Aynı anlaşmazlık, bugün Obama’yla Netanyahu arasındaki ilişkiyi gölgeliyor. Mesele, çatışan idealler. Obama’ya göre İsrail, yasadışı bir sömürgeci girişimi sürdürüyor. Netanyahu’ya göreyse Obama, idealleri Ortadoğu’nun gerçekliklerine uymayan naif bir solcu. İsrail lideri, yerleşimlerden vazgeçmenin Batı Şeria tepelerini İran kontrolüne terk etmekten başka işe yaramayacağını savunuyor. Bugüne dek bu argüman, iki lideri seleflerinin uzlaşmasını tekrarlamaktan alıkoydu: ABD’nin İsrail’i İran’ın nükleer silahlarından koruması karşılığında, yerleşimlerin olmadığı bir Batı Şeria’da bağımsız Filistin.

Çıkarlar hep baskın gelir
Ne var ki uluslararası ilişkilerde çıkarlar ve güç hesapları, değerlere ve ideallere baskın çıkar.
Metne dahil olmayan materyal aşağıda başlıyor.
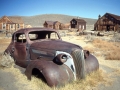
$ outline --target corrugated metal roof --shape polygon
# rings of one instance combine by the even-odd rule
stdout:
[[[58,21],[45,21],[47,24],[49,24],[49,25],[54,25],[56,22],[58,22]]]
[[[73,18],[73,19],[76,20],[77,22],[86,22],[86,21],[83,20],[83,19],[78,19],[78,18]],[[72,19],[72,20],[73,20],[73,19]],[[71,21],[72,21],[72,20],[71,20]]]
[[[8,19],[11,20],[13,23],[23,23],[23,20],[21,17],[8,16]]]

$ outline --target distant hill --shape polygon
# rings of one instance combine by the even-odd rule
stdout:
[[[45,21],[59,21],[61,23],[69,23],[70,20],[73,18],[77,18],[77,16],[69,16],[69,15],[62,15],[62,14],[43,14],[43,15],[36,15],[36,16],[21,16],[25,24],[29,24],[32,26],[43,26]],[[82,18],[87,22],[87,25],[93,25],[97,19],[90,19],[90,18]]]

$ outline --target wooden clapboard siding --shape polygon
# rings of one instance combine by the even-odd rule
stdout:
[[[94,24],[95,30],[117,31],[120,30],[120,16],[111,13],[105,13],[102,17],[99,16]]]
[[[70,21],[71,28],[86,30],[86,21],[79,18],[73,18]]]

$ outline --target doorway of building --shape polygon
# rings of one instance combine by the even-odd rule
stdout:
[[[110,31],[110,25],[107,25],[107,31]]]

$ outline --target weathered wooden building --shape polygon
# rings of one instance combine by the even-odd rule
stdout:
[[[105,13],[102,17],[99,15],[97,22],[94,24],[94,30],[120,30],[120,16]]]
[[[70,23],[65,23],[65,24],[61,23],[60,24],[60,30],[68,30],[70,28],[71,28]]]
[[[60,29],[60,22],[58,21],[45,21],[43,26],[46,28],[52,28],[52,29]]]
[[[71,28],[86,30],[86,21],[83,19],[73,18],[70,21]]]
[[[24,28],[24,23],[21,17],[3,16],[0,19],[0,30],[16,31]]]

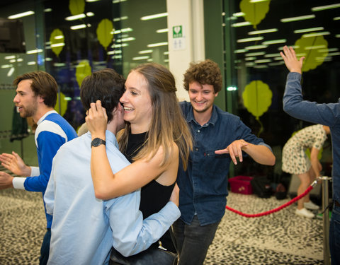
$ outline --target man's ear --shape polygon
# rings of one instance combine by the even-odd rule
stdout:
[[[122,112],[123,111],[124,111],[124,110],[123,109],[123,106],[121,105],[120,103],[118,103],[117,106],[112,111],[112,114],[115,114],[116,112]]]

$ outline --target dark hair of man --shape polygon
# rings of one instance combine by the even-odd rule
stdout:
[[[54,77],[43,71],[36,71],[18,76],[13,81],[13,84],[18,86],[21,81],[27,79],[32,81],[30,88],[34,95],[41,96],[44,99],[45,105],[55,107],[57,102],[58,85]]]
[[[124,93],[125,79],[115,70],[105,69],[92,73],[84,78],[80,88],[80,99],[86,110],[91,102],[101,101],[106,110],[108,122],[113,119],[112,112],[119,104]]]
[[[198,63],[191,63],[184,73],[184,89],[189,90],[189,84],[198,82],[201,85],[212,85],[217,93],[222,89],[222,75],[218,64],[207,59]]]

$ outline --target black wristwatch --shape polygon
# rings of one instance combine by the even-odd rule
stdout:
[[[101,144],[103,144],[104,146],[106,145],[106,142],[101,139],[100,138],[95,138],[94,139],[92,140],[91,142],[91,147],[94,146],[99,146]]]

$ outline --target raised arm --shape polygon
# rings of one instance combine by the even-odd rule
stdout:
[[[106,116],[100,101],[96,104],[91,103],[86,120],[92,139],[98,137],[105,140]],[[96,196],[108,199],[127,194],[141,188],[161,175],[162,177],[171,175],[169,179],[172,179],[173,182],[166,184],[172,184],[176,179],[178,166],[178,150],[174,143],[171,153],[171,163],[167,164],[169,165],[159,166],[163,158],[163,149],[160,148],[152,158],[135,161],[113,174],[105,146],[92,147],[91,172]]]
[[[315,148],[314,147],[312,147],[312,150],[310,151],[310,163],[312,165],[312,168],[315,173],[315,177],[317,177],[320,176],[320,171],[322,170],[322,166],[321,165],[321,163],[317,158],[319,151],[319,150]]]
[[[220,155],[229,153],[234,164],[237,165],[236,158],[239,158],[239,162],[243,161],[242,151],[259,164],[267,165],[275,164],[275,155],[267,146],[250,143],[243,139],[234,141],[225,149],[217,150],[215,153]]]

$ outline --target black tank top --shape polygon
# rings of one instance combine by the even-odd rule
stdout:
[[[133,162],[133,158],[143,147],[147,137],[147,132],[137,134],[129,134],[128,145],[123,154],[130,163]],[[143,213],[144,218],[157,213],[168,203],[174,186],[175,183],[170,186],[163,186],[156,180],[152,180],[142,187],[140,210]],[[160,241],[162,247],[176,252],[169,231],[161,237]],[[158,246],[158,243],[156,242],[154,245]]]

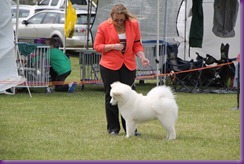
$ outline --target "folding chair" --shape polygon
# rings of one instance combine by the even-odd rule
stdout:
[[[207,54],[204,59],[206,66],[216,65],[214,68],[205,69],[202,76],[202,85],[207,87],[218,87],[218,88],[227,88],[228,79],[234,78],[235,66],[234,64],[227,64],[223,66],[218,66],[224,63],[230,63],[235,59],[229,59],[228,56],[229,44],[221,44],[220,60],[215,59],[213,56]]]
Bu nedenle ABD’nin İsrail yerleşimlerine karşıtlığı genellikle lafta kaldı. ABD-İsrail ilişkilerinde iki taraf da stratejik açıdan hayati önem taşıyan meselelerden ötürü diğerini idare etti. Bu nedenle ABD, İsrail’in Çin’e silah satmasını yasakladı, fakat Kudüs’ün Ortadoğu barış sürecinde gidişatı belirlemesine göz yumdu. İşgal ve yerleşimlere dair anlaşmazlıklara rağmen ABD’nin Batı Şeria’yı kontrol eden ve Gazze ablukasını yürüten İsrail savunma güçlerine para ve silah vermesinin sebebi de bu. Bu, İsrail’e yönelik bir ‘çifte standart’ değil: Art arda gelen Amerikan yönetimleri, demokrasiyle alakası olmamasına ve insan haklarını ihlal etmesine rağmen petrol zengini Suudi Arabistan’ı her daim destekledi.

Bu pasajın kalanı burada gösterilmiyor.